Stiamo parlando dell’Empire State Building, uno dei simboli di New York City e del XX secolo in generale; una delle costruzioni più famose, fotografate e visitate del mondo; incontrastato dominatore della Fifth Avenue di Manhattan.
La sua storia comincia il 17 marzo del 1930, quando presero il via i lavori che si conclusero appena 1 anno e 45 giorni dopo, toccando la quota mai raggiunta di 381 metri (443 se si considera anche l’antenna). Una misura che per quaranta anni gli assicurò il primato di costruzione più alta del mondo.

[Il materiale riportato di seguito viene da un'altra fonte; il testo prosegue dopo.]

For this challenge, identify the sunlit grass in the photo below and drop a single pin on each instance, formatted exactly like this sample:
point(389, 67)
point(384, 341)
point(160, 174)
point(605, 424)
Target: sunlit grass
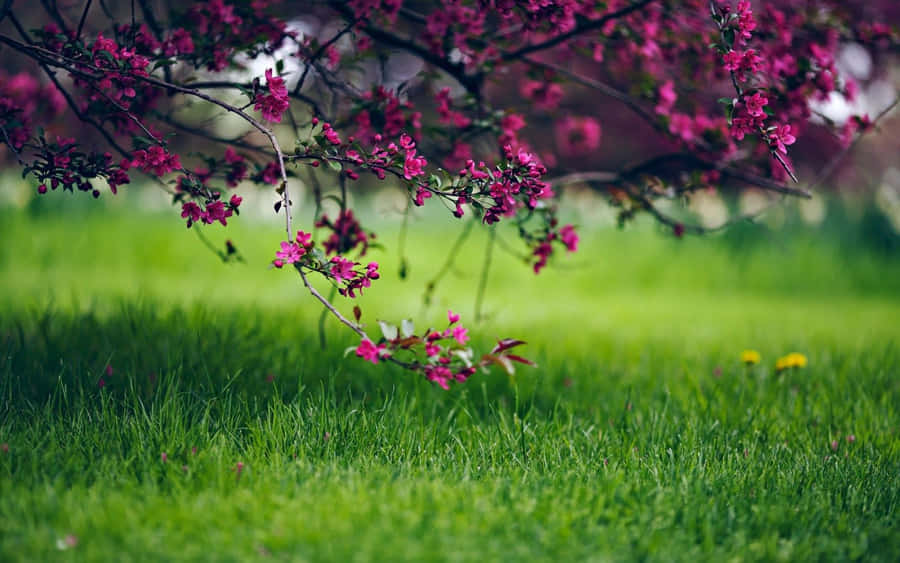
point(641, 435)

L’opera assunse un’importanza enorme sia per la sua mole, sia per il periodo in cui fu costruita, in piena grande depressione, quasi a voler sfacciatamente sfidare la crisi che attanagliava il Paese. Una sfida che prese corpo in 57 mila tonnellate di acciaio, dislocate su 102 piani che vengono raggiunti da oltre 70 ascensori. Il peso totale è stimato intorno alle 370 mila tonnellate e per dare luce alle circa 15 mila stanza presenti ci sono 6.500 finestre.

La meta di tutti i turisti è la terrazza panoramica che si trova proprio sotto la cima: per salire, volendo evitare le lunghissime code che spesso si creano, si possono utilizzare i 1576 scalini che sono anche teatro di una annuale gara per “tower runners”. Il turista medio è meglio che metta in conto di impiegarci qualcosa di più dei 9 minuti e 33 secondi del record stabilito da un australiano.